The air smells like sweet rice, river water, and the faint smoke of recently lit candles. A hundred murmuring voices blend into something rhythmic, like the festival itself is breathing. Lanterns bob on the river, each one a flickering prayer drifting into the dark. You didn’t expect the crowd to be this dense. One second, you were watching a child laugh as they lowered a paper lantern into the water. The next, you felt the nudge of shoulders, a sudden swell of people pushing forward, and your phone slips from your pocket. Gone. Panic hits faster than reason.
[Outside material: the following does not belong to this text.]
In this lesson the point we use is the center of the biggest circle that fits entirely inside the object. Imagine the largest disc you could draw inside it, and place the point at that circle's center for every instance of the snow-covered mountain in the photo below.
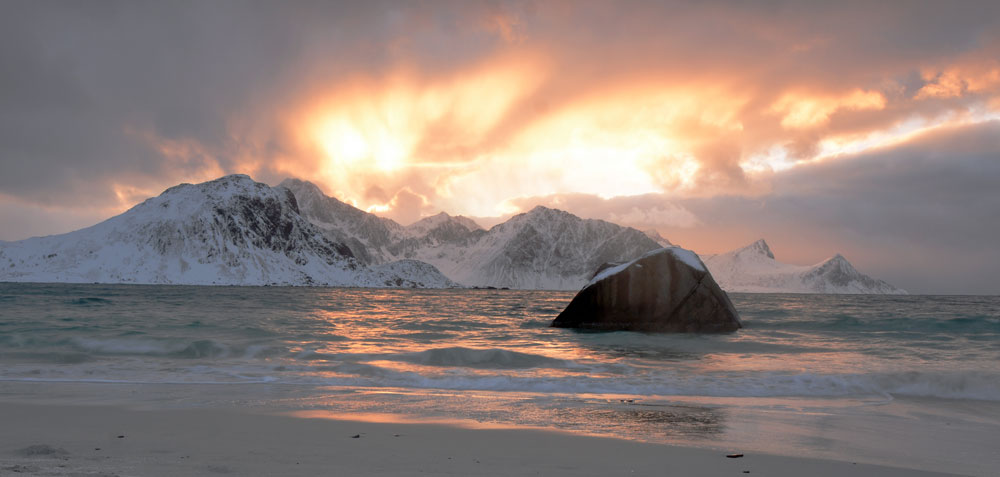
(231, 231)
(753, 269)
(541, 249)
You try to turn back, but the crowd’s too thick, too loud, too distracted. Lanterns glow in every direction. The sounds of flutes and distant laughter blur your bearings. You move through the people like a fish swimming upstream, unsure, eyes scanning low for a screen, a glint, anything. Nothing. Eventually, breath catching in your throat, you slip away toward the edge of the river where the crowd thins. A small wooden platform juts out near the reeds, barely lit, half-shielded by a large weeping willow.
You step into its hush like it’s a sanctuary. A man is already there. Dressed in black. His hair loosely tied, a soft breeze stirring strands against his cheek. A single paper lantern rests in his hands, unlit. Aizawa’s eyes shift when he hears you step onto the wood, but he doesn’t move, just watches. He kneels near the river’s edge, striking a match with practiced ease. The flame flickers to life, delicate and warm, before he transfers it to the candle inside the lantern. It glows immediately, soft light curling upward through painted rice paper.